I have followed Warren Buffett since college when I took my first real investments class. He has been revered by many, but also accused by many as being old fashioned and past his prime. However, as the accusations keep coming the one constant is that his company Berkshire Hathaway has continued to outperform most other inhabitants of this earth. He has consistently outperformed the competition all while sticking to a few simple and honorable principles. It is funny when I look back at my blog and see how many times I have mentioned his name and the many more times I have cited advice which parallels the Buffett maxims because I actually spend very little time managing my investments. But I guess the lack of time I put into investments is symbolic of the approach that I take. If you don't have the time to dedicate to extensive research then you are probably better off just investing in index funds, investing for the long haul, and gladly taking the gains that the broad market enjoys over time. This is a classic Buffett nugget of advice for passive investors worldwide and it is one I have heeded. Here are a few other Buffett bites of wisdom from the MSN Money homepage:
Stay liquid. "We will never become dependent on the kindness of strangers," he wrote. "We will always arrange our affairs so that any requirements for cash we may conceivably have will be dwarfed by our own liquidity. Moreover, that liquidity will be constantly refreshed by a gusher of earnings from our many and diverse businesses."

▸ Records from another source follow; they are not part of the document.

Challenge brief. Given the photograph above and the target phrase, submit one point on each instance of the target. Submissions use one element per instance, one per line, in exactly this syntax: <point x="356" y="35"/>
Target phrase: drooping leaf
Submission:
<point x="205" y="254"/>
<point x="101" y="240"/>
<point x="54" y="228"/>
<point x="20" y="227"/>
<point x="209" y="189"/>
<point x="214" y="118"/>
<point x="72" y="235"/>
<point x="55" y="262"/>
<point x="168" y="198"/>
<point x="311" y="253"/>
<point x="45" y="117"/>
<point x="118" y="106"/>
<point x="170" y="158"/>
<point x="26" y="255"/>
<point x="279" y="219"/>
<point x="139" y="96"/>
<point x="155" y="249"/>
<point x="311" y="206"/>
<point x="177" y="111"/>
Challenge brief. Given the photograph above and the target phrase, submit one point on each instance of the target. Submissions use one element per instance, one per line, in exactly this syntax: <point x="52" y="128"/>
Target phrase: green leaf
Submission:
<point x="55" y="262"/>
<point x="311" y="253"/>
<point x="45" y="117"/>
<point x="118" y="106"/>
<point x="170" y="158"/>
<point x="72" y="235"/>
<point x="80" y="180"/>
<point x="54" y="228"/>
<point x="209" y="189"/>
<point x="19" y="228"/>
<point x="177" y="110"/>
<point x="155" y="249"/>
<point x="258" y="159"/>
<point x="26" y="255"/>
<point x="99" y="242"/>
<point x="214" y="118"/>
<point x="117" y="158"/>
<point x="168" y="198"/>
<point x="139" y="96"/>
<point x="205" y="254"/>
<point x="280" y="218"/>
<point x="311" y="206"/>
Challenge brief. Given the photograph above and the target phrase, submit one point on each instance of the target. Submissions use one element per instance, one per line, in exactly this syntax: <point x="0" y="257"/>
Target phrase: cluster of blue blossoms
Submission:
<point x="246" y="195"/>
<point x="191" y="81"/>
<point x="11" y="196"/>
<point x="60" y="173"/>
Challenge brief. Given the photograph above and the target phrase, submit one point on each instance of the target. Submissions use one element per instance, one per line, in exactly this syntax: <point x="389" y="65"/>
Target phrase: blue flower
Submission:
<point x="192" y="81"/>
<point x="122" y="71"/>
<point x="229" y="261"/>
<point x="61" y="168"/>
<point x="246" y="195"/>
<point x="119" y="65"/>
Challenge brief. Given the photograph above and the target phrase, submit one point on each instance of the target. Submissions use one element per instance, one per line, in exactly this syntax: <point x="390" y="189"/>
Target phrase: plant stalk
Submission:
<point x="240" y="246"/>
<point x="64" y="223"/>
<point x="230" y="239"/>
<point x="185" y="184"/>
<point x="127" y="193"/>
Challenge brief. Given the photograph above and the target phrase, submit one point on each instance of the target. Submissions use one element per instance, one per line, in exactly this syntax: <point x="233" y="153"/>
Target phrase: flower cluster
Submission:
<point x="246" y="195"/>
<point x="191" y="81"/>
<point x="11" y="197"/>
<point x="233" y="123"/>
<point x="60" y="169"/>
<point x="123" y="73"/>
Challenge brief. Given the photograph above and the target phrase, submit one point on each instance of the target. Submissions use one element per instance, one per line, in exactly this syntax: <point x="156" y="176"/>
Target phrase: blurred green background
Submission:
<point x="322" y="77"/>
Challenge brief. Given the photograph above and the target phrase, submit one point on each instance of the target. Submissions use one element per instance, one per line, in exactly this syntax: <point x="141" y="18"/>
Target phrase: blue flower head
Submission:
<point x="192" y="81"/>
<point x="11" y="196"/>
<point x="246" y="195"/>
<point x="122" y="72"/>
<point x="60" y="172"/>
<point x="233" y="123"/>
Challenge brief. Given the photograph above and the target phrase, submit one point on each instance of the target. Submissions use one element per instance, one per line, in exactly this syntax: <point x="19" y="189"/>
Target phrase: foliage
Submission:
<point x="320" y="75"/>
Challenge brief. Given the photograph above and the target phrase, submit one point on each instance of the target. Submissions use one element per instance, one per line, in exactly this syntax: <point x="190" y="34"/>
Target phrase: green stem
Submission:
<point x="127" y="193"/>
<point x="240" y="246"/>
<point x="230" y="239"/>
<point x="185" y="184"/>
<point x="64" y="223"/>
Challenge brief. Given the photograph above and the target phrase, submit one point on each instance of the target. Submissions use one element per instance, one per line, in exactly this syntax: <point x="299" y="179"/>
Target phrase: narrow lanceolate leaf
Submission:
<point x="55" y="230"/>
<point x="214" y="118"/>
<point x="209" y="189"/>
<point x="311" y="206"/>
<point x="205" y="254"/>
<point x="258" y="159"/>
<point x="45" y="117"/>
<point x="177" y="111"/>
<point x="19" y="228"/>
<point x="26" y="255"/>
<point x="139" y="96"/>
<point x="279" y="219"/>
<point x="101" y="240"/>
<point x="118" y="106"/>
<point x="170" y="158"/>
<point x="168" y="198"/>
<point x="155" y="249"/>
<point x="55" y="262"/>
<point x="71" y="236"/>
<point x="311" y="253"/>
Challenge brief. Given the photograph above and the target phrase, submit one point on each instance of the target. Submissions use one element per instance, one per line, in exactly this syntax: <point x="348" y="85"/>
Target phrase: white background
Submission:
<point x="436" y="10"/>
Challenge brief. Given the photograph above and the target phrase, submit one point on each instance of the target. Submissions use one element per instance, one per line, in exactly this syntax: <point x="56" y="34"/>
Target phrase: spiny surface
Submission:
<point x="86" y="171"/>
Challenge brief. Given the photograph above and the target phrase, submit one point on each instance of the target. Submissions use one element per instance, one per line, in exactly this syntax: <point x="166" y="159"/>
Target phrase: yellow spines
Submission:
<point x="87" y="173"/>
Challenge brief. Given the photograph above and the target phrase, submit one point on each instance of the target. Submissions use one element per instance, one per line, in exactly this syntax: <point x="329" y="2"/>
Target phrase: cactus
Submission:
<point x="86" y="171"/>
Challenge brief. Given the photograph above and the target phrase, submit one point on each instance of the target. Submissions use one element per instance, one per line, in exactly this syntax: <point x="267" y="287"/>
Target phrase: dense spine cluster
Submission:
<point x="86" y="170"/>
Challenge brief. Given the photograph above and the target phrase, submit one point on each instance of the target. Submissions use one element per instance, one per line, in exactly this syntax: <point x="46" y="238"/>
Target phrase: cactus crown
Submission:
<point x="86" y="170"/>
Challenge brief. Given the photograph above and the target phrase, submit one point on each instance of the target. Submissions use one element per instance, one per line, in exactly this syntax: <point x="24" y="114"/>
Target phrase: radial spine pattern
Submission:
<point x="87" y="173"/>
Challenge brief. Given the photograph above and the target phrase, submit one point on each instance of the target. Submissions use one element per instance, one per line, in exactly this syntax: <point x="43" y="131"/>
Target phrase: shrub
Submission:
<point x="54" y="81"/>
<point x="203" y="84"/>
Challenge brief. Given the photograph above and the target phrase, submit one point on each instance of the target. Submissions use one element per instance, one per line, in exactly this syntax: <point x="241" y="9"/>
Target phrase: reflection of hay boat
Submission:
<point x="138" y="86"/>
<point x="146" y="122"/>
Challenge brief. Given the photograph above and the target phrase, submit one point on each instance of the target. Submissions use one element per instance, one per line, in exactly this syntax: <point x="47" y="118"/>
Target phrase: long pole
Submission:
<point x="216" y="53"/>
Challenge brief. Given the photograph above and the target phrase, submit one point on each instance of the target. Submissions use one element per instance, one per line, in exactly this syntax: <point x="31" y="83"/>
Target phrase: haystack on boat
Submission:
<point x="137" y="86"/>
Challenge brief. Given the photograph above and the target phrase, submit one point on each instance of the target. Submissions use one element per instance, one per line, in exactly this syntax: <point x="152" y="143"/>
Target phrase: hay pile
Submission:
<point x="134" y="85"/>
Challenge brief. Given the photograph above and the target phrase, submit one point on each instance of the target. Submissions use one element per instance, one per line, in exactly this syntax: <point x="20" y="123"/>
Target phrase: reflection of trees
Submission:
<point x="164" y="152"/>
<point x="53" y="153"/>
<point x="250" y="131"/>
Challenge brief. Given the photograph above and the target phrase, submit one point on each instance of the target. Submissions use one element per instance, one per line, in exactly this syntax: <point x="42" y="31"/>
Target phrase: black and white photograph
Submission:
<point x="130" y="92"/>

Buy when everyone else is selling. "We've put a lot of money to work during the chaos of the last two years. It's been an ideal period for investors: A climate of fear is their best friend. . . . Big opportunities come infrequently. When it's raining gold, reach for a bucket, not a thimble."
Don't buy when everyone else is buying. "Those who invest only when commentators are upbeat end up paying a heavy price for meaningless reassurance," Buffett wrote. The obvious corollary is to be patient. You can only buy when everyone else is selling if you have held your fire when everyone was buying.
Value, value, value. "In the end, what counts in investing is what you pay for a business -- through the purchase of a small piece of it in the stock market -- and what that business earns in the succeeding decade or two."
Don't get suckered by big growth stories. Buffett reminded investors that he and Berkshire Vice Chairman Charlie Munger "avoid businesses whose futures we can't evaluate, no matter how exciting their products may be."
Diversify your portfolio. Most investors who bet on the auto industry in 1910, planes in 1930 or TV makers in 1950 ended up losing their shirts, even though the products really did change the world. "Dramatic growth" doesn't always lead to high profit margins and returns on capital. China, anyone?
Understand what you own. "Investors who buy and sell based upon media or analyst commentary are not for us," Buffett wrote.
"We want partners who join us at Berkshire because they wish to make a long-term investment in a business they themselves understand and because it's one that follows policies with which they concur."
Defense beats offense. "Though we have lagged the S&P in some years that were positive for the market, we have consistently done better than the S&P in the 11 years during which it delivered negative results. In other words, our defense has been better than our offense, and that's likely to continue."
Timely advice from Buffett for turbulent times.